Estimular a vontade de conhecimento é sempre favorável a qualquer pessoa. É notável também a diferença de sociedade em que cada uma das personagens vivem, a personagem Lulu teve o desenvolvimento da imaginação desde cedo, algo que segundo Martinho da Vila, Maria Luisa também era muito estudiosa: “estudiosa, com dezessete anos entrou na Faculdade de comunicação para ser jornalista” (VILLA, 2009). Quebrando assim a ideia de que todo “favelado” não tem acesso à educação, colocando a personagem Maria Luisa como uma revolucionária, que além de vencer a barreira de preconceito de sua mãe: “é que dona Luiza perdeu o preconceito, começou a gostar de samba e retomou a alegria de viver” (VILA, 2009).

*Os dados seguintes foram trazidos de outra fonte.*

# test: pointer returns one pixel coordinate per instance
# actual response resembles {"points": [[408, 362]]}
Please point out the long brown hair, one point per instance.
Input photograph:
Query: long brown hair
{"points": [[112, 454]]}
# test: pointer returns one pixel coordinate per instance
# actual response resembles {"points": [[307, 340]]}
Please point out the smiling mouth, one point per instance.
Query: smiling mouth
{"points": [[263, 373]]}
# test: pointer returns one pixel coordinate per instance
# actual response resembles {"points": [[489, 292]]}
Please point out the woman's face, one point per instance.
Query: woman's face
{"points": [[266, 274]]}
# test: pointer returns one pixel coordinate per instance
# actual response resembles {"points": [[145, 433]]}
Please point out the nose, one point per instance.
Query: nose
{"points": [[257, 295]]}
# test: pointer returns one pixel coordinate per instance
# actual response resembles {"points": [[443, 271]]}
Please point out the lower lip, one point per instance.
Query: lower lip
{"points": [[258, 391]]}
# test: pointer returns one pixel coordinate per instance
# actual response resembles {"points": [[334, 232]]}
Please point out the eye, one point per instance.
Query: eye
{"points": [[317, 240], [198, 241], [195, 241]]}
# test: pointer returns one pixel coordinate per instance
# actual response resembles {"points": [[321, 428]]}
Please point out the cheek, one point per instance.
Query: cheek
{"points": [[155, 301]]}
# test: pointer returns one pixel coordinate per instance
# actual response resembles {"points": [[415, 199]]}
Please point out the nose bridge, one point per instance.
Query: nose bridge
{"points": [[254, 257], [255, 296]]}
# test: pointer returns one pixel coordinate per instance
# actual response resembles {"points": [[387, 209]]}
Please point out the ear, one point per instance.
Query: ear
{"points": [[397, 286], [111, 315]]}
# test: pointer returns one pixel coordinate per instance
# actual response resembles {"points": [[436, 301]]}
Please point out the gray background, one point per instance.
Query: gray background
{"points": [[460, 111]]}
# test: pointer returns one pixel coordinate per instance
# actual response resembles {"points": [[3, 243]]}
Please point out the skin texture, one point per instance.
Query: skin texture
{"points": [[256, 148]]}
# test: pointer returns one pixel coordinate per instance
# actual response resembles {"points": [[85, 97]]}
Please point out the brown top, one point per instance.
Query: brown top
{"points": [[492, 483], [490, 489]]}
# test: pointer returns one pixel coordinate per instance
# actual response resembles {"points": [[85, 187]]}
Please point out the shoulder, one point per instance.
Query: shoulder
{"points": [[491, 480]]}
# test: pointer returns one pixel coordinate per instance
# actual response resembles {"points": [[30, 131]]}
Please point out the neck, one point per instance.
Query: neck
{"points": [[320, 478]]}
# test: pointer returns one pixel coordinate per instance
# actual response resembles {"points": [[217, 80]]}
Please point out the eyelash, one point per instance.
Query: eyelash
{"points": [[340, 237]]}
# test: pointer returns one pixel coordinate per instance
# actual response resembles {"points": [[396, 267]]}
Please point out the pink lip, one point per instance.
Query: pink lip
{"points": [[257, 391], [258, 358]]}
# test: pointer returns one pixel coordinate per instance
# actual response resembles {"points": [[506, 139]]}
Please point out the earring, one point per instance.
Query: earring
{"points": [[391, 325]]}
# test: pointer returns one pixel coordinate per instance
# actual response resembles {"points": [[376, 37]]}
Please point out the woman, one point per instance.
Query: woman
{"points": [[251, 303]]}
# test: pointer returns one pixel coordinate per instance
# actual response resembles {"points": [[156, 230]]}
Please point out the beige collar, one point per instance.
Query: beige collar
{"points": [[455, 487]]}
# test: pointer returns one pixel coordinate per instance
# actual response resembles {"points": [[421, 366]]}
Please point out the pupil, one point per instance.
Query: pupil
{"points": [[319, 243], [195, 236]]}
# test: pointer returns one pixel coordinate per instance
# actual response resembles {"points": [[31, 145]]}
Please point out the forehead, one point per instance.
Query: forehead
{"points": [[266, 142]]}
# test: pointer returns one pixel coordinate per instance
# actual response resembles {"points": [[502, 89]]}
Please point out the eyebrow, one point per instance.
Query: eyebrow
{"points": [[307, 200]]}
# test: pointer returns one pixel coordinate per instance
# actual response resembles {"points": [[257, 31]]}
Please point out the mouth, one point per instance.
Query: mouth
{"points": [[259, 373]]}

Maria Luisa prova que o motivo de pertencer a uma sociedade que a muito despreza as comunidades, atribuindo termos pejorativos com grande ponto de negatividade, considerando que pessoas, centralizando-se no papel feminino onde as mulheres deve se sujeitar a funções ridículas e contribuir para o reforço do estereotipo já internalizado pela sociedade, não tem futuro, restando apenas o mundo dos vícios ilícitos, não a desmoralizou em perpassar a cultura sambista e ainda revolucionar o papel dentro dessa prática, qual a função de rainha é representada pouquíssimas vezes por personalidades negras: “e Maria Luisa, sambando com muita graça, encantou os batedores. Foi aclamada: Rainha! Rainha! Rainha!” (VILA, 2009).

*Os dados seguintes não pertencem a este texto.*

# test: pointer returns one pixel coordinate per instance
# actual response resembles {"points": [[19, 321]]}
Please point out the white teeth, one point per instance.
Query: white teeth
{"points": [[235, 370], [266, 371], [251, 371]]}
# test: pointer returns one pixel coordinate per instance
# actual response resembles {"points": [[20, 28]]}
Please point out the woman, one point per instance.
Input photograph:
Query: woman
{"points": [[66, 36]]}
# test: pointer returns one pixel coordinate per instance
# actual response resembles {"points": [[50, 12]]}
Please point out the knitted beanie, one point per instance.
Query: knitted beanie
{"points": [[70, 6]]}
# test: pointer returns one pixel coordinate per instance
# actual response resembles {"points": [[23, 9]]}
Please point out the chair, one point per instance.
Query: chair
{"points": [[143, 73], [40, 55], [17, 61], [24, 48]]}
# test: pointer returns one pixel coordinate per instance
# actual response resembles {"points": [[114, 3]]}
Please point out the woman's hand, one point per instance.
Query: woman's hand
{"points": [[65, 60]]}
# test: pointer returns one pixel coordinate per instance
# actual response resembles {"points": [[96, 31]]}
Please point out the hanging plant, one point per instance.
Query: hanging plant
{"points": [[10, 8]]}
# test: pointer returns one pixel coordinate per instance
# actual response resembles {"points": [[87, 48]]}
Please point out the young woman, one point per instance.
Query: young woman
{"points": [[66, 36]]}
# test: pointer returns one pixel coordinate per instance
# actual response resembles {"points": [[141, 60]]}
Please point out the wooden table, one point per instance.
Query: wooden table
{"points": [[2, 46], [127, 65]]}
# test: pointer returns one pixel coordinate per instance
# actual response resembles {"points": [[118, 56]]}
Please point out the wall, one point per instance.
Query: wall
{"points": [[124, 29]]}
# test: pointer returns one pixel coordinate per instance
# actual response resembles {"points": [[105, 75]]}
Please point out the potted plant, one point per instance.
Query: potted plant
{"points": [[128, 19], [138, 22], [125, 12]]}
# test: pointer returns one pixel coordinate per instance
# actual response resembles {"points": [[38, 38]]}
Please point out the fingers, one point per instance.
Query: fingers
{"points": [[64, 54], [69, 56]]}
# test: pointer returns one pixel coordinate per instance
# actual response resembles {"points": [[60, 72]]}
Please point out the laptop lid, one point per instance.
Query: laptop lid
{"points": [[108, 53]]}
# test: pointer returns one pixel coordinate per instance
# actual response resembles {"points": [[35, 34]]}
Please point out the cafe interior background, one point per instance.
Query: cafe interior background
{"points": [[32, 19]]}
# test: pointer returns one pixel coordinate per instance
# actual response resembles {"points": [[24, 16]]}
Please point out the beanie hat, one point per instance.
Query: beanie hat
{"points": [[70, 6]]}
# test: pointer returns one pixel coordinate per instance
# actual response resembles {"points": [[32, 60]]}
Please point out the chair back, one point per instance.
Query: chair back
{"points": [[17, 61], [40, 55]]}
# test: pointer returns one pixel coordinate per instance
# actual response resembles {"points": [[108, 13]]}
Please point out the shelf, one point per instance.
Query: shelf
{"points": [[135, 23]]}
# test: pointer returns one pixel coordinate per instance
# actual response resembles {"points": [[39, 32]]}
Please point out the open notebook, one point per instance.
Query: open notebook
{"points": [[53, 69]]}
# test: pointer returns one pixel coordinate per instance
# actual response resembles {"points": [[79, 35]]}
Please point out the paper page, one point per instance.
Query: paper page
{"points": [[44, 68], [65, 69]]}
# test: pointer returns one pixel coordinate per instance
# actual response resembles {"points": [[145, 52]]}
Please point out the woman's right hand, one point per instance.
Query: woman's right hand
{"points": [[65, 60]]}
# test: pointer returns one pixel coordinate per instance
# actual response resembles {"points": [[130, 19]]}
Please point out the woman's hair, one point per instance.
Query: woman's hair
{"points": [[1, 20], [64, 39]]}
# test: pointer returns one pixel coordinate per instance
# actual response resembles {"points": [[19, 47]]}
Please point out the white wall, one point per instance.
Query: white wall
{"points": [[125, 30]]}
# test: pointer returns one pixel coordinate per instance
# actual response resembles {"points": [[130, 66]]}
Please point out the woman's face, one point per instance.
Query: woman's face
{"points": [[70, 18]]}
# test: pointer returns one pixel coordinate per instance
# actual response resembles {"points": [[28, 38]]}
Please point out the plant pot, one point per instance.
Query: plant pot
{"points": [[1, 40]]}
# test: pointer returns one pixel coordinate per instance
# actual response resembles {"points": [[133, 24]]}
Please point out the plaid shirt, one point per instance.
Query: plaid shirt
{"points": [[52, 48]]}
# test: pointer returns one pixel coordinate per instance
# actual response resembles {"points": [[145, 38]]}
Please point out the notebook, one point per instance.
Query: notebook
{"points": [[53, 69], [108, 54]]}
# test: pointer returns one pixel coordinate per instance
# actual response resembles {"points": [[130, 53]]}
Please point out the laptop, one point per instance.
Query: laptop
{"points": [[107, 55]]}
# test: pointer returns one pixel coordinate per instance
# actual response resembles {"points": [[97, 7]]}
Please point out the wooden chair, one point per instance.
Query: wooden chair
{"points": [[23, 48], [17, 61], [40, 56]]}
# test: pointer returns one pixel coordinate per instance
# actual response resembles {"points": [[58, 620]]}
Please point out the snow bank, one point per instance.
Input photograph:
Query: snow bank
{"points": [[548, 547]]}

Tanto em Lulu Adora Histórias quanto em à A Rainha da Bateria, representa os laços de desigualdades na classe social. A personagem Lulu é apresentada a um mundo idealizado pelos seus pais, sendo posta no mundo da xenofilia, quando: “durante toda a segunda-feira, Lulu leva seus amigos a viagens fantásticas e lugares exóticos como Paris e Luanda” (McQuinn, 2014). Uma criança que aprenderá a valorizar o que é de fora e menosprezar a sua própria raiz cultural, um ponto aqui totalmente discrepante no trabalho de McQuinn. Ao contrário da personagem Maria Luisa, que procura primeiro se reconhecer em sua cultura local antes de ter contato com a diversidade, no centro universitário, como já mencionado sua entrada no mundo das comunicações jornalísticas.

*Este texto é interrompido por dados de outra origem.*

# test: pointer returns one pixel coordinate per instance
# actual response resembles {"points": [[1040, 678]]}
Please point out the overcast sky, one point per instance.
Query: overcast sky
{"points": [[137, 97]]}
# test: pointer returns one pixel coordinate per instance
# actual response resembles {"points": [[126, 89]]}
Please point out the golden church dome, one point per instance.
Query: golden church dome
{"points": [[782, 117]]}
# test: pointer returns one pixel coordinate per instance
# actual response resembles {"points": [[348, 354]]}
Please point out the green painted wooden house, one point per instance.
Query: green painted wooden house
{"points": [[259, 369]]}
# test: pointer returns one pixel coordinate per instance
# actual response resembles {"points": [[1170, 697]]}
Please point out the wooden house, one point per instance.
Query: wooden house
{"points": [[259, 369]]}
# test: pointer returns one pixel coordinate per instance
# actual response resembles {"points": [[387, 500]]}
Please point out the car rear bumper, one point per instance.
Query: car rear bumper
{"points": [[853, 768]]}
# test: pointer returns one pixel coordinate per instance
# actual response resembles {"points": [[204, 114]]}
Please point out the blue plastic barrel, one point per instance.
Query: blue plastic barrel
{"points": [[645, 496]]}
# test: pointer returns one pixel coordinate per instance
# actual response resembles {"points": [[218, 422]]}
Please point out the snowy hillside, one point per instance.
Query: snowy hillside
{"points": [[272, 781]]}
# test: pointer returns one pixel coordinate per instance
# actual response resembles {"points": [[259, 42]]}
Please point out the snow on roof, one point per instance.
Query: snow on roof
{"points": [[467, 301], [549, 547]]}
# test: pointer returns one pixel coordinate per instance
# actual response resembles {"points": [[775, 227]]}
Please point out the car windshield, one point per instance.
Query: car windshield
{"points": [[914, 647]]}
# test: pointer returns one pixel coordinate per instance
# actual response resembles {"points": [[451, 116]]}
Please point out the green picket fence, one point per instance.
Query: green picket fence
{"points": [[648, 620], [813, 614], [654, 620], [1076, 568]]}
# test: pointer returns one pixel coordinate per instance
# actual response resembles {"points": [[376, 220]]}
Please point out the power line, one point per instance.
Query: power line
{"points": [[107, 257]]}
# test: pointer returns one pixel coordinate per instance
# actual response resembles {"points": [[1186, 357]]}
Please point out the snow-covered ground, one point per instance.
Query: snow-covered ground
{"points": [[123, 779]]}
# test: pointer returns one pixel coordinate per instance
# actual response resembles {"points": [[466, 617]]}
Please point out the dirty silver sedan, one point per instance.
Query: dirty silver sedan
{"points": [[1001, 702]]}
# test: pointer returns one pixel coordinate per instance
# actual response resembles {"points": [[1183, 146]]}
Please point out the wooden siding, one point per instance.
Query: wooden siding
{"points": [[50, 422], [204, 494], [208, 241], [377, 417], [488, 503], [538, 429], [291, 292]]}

Toda essas histórias contribuem como citado no início, para desconstrução do conceito de família que muitos ainda possuem, tornando o entendimento possível de que mulher, negra, também pode e poderá sempre assumir responsabilidade, como internalizado pela maioria da população e pelas grandes mídias, para além de dona de casa e mentora do desenvolvimento dos filhos. Os papeis de homem e mulher já não se vinculam mais à identidade sexual e sim à condição humana e suas circunstâncias. Atribuir à mulher o papel de cuidar do lar e ao homem o de prover o sustento da família não só é um modelo arcaico que remonta às origens do processo civilizatório como soa hoje em dia um estereotipo ridículo.




[1] Graduando em Licenciatura em Letras: Língua Inglesa e Literaturas pela Universidade do Estado da Bahia e Bolsista do programa de Iniciação Cientifica – PIBIC/UNEB.
[2] Professora Doutora da Universidade do Estado da Bahia e orientadora desse projeto.